Former UFC heavyweight champion Fabricio Werdum made headlines yesterday (Thurs., September 28, 2017) when he got into a highly-publicized spat with interim lightweight contender Tony Ferguson at the UFC 216 media lunch.
Werdum appeared to talk over Ferguson in his native Portuguese as the two were interviewed in very close proximity, something that made “El Cucuy” demand his chance to speak clearly, which then incited “Vai Cavao” to unhinge with an expletive-filled tirade where he repeatedly used the offensive-to-some insult of ‘maricon’. The scene evolved into a testosterone-fueled standoff, with a UFC PR exec coming in to separate the two fighters.
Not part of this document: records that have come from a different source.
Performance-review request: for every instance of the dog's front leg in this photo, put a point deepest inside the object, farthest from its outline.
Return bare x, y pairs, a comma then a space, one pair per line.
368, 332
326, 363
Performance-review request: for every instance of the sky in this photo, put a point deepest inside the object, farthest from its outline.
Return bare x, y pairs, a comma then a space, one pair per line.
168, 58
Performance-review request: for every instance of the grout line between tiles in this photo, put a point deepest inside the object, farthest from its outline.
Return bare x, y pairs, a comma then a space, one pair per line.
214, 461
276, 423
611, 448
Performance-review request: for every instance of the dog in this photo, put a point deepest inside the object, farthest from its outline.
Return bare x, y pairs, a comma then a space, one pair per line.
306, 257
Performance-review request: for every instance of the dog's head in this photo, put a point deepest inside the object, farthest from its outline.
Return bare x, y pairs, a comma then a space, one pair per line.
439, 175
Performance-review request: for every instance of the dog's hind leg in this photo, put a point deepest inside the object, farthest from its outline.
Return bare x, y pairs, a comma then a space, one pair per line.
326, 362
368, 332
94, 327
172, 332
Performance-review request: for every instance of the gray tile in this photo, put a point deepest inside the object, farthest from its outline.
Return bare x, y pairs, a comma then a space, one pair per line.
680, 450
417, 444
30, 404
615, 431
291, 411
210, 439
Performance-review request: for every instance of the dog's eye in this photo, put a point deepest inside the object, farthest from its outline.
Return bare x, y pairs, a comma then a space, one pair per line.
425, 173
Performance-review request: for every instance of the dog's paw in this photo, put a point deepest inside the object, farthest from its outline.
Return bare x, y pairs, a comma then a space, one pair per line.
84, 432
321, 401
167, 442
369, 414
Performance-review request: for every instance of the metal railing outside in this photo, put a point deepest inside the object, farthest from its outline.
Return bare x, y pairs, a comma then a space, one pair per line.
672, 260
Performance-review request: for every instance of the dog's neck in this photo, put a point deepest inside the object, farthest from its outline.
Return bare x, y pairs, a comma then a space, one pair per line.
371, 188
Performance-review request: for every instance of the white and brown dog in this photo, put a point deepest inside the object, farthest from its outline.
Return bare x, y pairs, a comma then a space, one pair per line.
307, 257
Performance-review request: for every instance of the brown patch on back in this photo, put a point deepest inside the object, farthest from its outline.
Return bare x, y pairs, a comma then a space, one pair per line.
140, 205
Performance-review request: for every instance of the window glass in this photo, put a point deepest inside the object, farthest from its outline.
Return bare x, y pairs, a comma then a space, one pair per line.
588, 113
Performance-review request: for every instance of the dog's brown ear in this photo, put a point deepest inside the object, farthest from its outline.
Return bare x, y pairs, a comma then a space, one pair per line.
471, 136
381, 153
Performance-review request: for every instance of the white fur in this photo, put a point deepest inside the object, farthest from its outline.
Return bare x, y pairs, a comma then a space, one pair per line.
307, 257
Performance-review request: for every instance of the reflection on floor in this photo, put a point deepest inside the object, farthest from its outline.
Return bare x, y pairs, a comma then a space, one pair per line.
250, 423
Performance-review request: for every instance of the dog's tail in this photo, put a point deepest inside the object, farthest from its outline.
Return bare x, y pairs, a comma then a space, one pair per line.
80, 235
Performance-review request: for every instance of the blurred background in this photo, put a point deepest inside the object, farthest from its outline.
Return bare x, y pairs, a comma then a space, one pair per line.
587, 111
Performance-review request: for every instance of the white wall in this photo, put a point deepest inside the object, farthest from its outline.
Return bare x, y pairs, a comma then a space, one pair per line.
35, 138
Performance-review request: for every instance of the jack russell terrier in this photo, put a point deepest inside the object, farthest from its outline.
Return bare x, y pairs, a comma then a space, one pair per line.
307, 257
Werdum explained his side of the story shortly after the heated back-and-forth, but apparently, that wasn’t enough in his eyes. After what was most likely a fervent backlash due to ‘maricon’ being perceived as a clear homophobic slur, Werdum decided to issue an apology to anyone he offended in the LGBT community:
Maricon is common word in the Spanish culture and I do not mean to offend anyone in the LBG community and if I did I'm apologetic #heeyy
— Fabricio Werdum (@FabricioWerdum) September 29, 2017
Werdum insisted ‘maricon’ was a common term in the Spanish culture, in which he grew up after being born in Porto Alegre, Brazil.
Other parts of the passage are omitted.